You're not missing anything obvious... what you're trying to do, on face
value, is not an easy thing to do. In M/R, joining is done based on
partitioning to the same reducer...how can you do that if you have a case
and foo is sent to reducer 1, bar to reducer 2? There's no way to know
where keys should be sent.
That said, there are options.
Option 1: a cross. Undesirable because of data explosion.
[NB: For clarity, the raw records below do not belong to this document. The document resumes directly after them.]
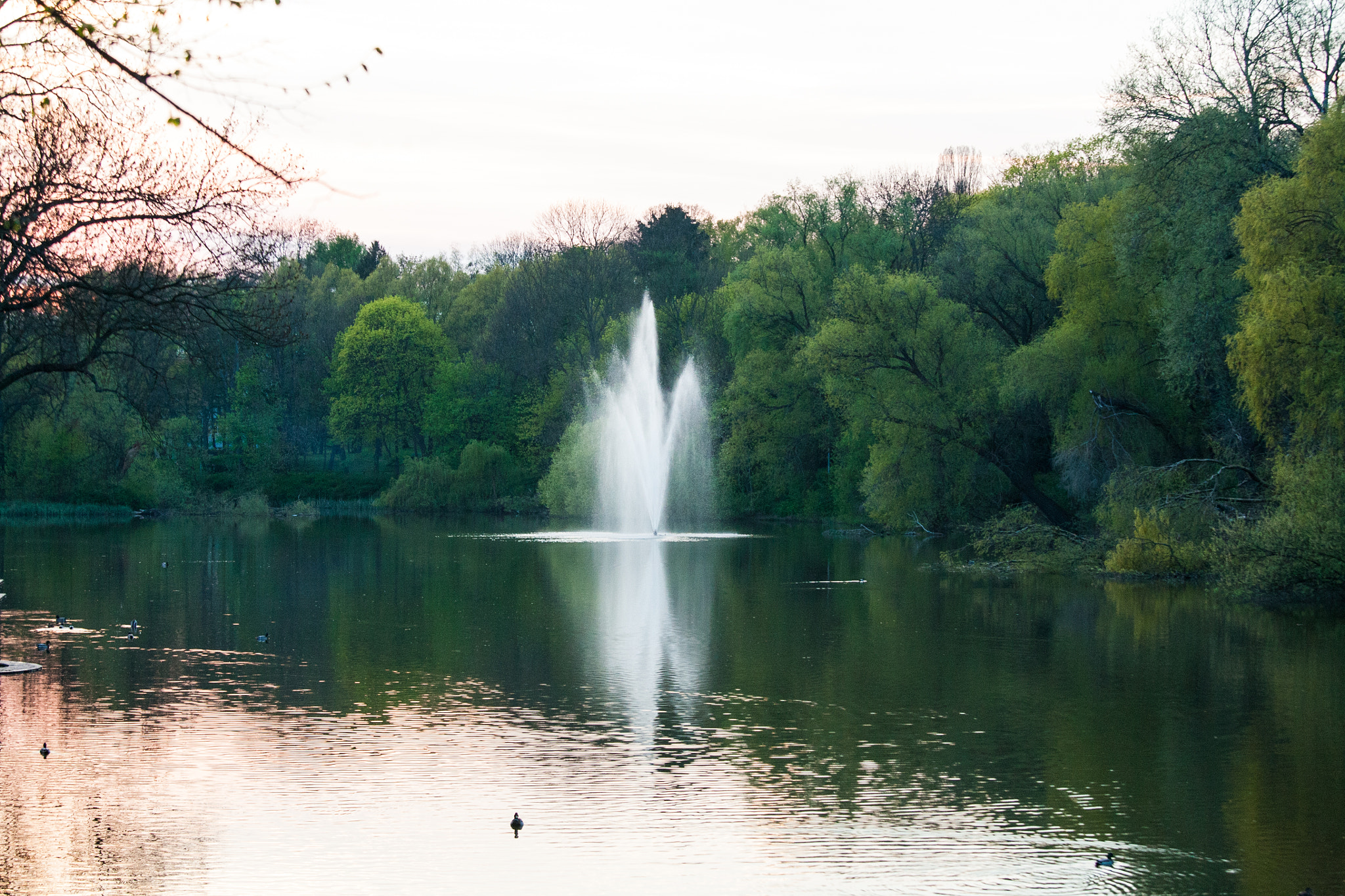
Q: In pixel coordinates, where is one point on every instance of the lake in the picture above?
(774, 714)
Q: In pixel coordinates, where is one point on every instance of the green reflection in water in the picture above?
(845, 676)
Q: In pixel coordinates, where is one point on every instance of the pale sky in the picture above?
(481, 116)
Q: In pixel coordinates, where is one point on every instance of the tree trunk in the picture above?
(1023, 481)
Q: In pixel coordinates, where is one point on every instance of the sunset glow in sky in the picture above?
(481, 116)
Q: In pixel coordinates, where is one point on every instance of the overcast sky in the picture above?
(481, 116)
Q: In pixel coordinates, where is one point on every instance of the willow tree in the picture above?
(1289, 358)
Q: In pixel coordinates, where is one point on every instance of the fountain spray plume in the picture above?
(654, 458)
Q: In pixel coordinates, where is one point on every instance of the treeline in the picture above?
(1124, 352)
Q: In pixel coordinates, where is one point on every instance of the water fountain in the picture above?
(654, 458)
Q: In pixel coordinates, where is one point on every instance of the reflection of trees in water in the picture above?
(1181, 720)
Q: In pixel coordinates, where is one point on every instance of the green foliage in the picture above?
(467, 402)
(1155, 548)
(1289, 351)
(569, 488)
(997, 254)
(323, 485)
(1298, 548)
(1020, 539)
(486, 479)
(382, 372)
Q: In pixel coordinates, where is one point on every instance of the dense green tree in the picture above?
(925, 375)
(996, 257)
(381, 375)
(1289, 351)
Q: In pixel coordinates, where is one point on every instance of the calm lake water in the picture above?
(779, 714)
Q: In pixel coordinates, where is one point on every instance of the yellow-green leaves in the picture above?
(382, 371)
(1289, 352)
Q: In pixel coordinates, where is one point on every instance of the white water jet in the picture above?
(653, 452)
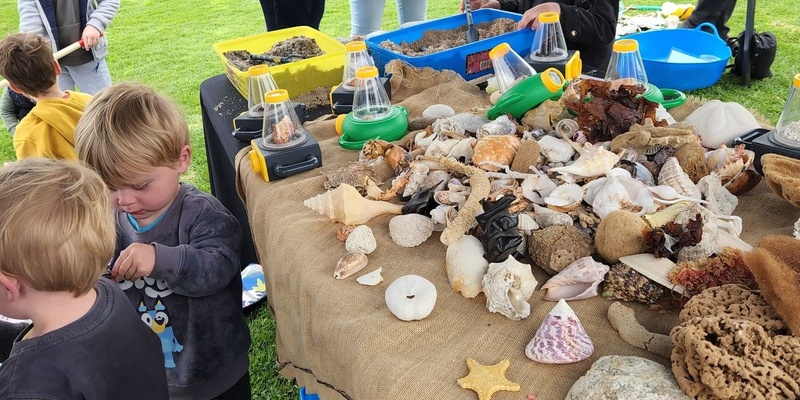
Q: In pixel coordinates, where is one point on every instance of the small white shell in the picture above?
(371, 279)
(361, 240)
(410, 230)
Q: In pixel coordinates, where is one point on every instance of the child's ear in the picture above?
(184, 159)
(9, 287)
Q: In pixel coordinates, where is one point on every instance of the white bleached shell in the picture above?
(561, 339)
(410, 230)
(594, 161)
(361, 240)
(466, 266)
(719, 123)
(565, 198)
(438, 111)
(555, 149)
(577, 281)
(673, 175)
(371, 279)
(508, 286)
(410, 297)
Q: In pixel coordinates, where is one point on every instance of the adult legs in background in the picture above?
(366, 16)
(717, 12)
(411, 10)
(90, 78)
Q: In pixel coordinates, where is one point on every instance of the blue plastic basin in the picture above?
(469, 60)
(683, 59)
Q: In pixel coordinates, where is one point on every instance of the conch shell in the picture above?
(345, 205)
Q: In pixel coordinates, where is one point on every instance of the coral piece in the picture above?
(576, 282)
(508, 286)
(361, 240)
(620, 234)
(626, 377)
(555, 247)
(624, 283)
(649, 139)
(486, 380)
(349, 264)
(561, 339)
(775, 263)
(623, 319)
(783, 176)
(410, 230)
(466, 266)
(728, 267)
(606, 110)
(494, 152)
(729, 356)
(344, 204)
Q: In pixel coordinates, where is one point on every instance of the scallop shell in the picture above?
(349, 264)
(565, 198)
(561, 339)
(361, 240)
(672, 174)
(344, 204)
(594, 161)
(410, 230)
(555, 149)
(508, 286)
(494, 152)
(578, 281)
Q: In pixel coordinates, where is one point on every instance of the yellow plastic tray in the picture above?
(296, 77)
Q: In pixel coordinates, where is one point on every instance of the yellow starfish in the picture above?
(486, 380)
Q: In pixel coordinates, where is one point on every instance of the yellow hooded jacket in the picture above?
(49, 129)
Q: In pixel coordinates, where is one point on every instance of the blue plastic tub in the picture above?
(683, 59)
(470, 60)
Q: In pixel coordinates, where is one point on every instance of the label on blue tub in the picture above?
(478, 62)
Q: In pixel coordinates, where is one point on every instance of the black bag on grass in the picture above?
(762, 53)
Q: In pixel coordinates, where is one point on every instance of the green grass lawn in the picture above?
(167, 45)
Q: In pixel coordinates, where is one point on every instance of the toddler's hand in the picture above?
(135, 262)
(90, 36)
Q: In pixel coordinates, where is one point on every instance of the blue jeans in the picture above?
(366, 16)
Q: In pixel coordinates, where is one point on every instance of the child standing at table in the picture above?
(177, 255)
(85, 340)
(27, 62)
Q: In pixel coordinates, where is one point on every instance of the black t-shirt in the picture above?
(106, 354)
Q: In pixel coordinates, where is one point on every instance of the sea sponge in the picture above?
(555, 247)
(620, 234)
(730, 355)
(775, 263)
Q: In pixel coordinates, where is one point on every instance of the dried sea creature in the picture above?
(349, 264)
(577, 281)
(561, 339)
(508, 286)
(344, 204)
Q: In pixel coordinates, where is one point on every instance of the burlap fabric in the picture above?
(338, 339)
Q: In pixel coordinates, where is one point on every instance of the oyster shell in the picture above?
(561, 339)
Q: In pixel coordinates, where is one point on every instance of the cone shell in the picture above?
(494, 151)
(561, 339)
(578, 281)
(410, 230)
(345, 205)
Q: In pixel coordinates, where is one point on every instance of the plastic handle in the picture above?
(310, 163)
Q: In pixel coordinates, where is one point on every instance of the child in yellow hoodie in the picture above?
(27, 62)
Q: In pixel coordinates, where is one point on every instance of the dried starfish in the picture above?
(485, 380)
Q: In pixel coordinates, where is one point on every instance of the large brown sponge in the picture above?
(775, 263)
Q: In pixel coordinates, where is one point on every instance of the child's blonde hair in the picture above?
(129, 128)
(57, 228)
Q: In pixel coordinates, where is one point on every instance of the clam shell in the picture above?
(410, 230)
(578, 281)
(561, 339)
(508, 286)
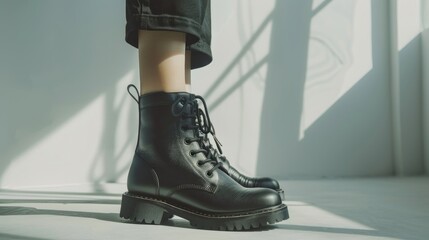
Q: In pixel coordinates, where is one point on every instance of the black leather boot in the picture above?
(242, 179)
(171, 174)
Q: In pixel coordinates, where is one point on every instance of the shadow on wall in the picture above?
(353, 137)
(56, 58)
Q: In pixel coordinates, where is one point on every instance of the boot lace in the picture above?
(200, 122)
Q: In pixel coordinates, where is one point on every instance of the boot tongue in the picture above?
(162, 98)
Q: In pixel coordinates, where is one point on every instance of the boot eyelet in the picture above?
(192, 153)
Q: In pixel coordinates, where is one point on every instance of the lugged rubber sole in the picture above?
(154, 211)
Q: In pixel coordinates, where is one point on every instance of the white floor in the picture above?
(378, 208)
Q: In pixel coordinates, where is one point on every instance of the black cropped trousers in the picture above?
(192, 17)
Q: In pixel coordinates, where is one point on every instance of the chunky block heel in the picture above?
(141, 211)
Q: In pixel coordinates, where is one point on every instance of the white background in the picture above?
(298, 89)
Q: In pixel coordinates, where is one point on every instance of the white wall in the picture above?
(298, 89)
(425, 45)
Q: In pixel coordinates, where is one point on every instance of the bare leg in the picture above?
(188, 70)
(162, 61)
Option 2: If one of the data sets is large enough to fit in memory, you can
make a UDF that brings it in, and does the join for you. This is
essentially option 1.
Option 3: Less generically, exploit the join you're actually doing. In the
dummy example, it looks like you're checking if a token is contained in
another string. You could convert this into a join by tokenizing,
flattening, doing the join, etc. I don't know how close your real use case
is to what you posted.
2012/8/29 Mat Kelcey <firstname.lastname@example.org>
Considering the following two relations...
grunt> querys = load 'query' as (id:int, token:chararray);
grunt> dump querys
grunt> documents = load 'document' as (id:int, text:chararray);
grunt> dump documents;
(21,foo bar frog)
Is is possible to do a join where the query:token is not equal to but
contained in documents:text ?
(11,foo,21,foo bar frog)
(12,bar,21,foo bar frog)
(13,frog,21,foo bar frog)
I can certainly do this in Java map/reduce (as we all had to in the
dark days days before pig) but is there a way to hack this together
with a custom udf or some other weird join backdoor (customer
partitioner for a group or something whacky) ???
It's been a long day, maybe I'm just missing some super obvious..